The reconstruction of the thorax, coupled with the team’s earlier finding, shows ribs that connect to the spine in an inward direction, forcing the chest cavity outward, with little of the lumbar curve that is part of the modern human skeletal structure. “The differences between a Neanderthal and modern human thorax are striking,” said Markus Bastir, senior research scientist at the laboratory of virtual anthropology at the National Museum of Natural History in Spain.

“The Neanderthal spine is located more inside the thorax, which provides more stability,” said Patricia Kramer professor in the UW Department of Anthropology. “Also, the thorax is wider in its lower part.”  This shape of the rib cage suggests a larger diaphragm and thus, greater lung capacity.

“The wide lower thorax of Neanderthals and the horizontal orientation of the ribs suggest that Neanderthals relied more on their diaphragm for breathing,” said Been. “Modern humans, on the other hand, rely both on the diaphragm and on the expansion of the rib cage for breathing. Here we see how new technologies in the study of fossil remains is providing new information to understand extinct species.”

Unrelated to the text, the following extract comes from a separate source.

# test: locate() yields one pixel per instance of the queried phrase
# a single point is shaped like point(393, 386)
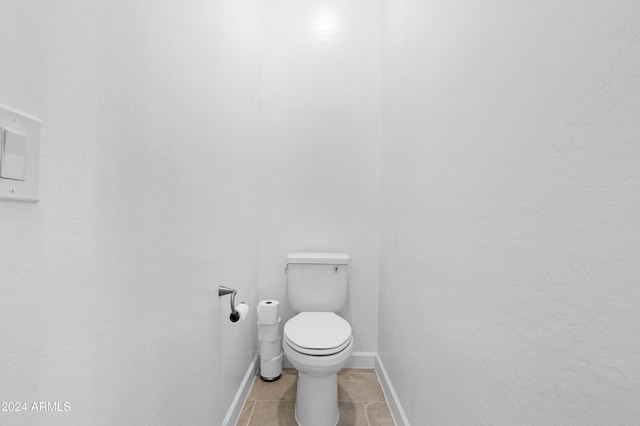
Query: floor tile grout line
point(251, 414)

What that means for how Kebara 2 lived requires further research, Been said. How did Neanderthals breathe and for what physical demands might they have needed powerful lungs? What does that tell us about how they moved, and the environment in which they lived? Did any of these physical traits make them more or less adaptive to climate change?

Reconstructing the thorax was an exercise in starting from scratch, deliberately trying to avoid being influenced by past theories of how Neanderthals looked or lived, Barash added.

“Thinking through all the permutations of the different fragments, it was like a jigsaw without all the pieces. What do the pieces tell us?” he asked rhetorically. “People have told you it should be a certain way, but you want to make sure you’re not over-reconstructing, or reconstructing it the way you think it should be. You’re trying to maintain a neutral approach.”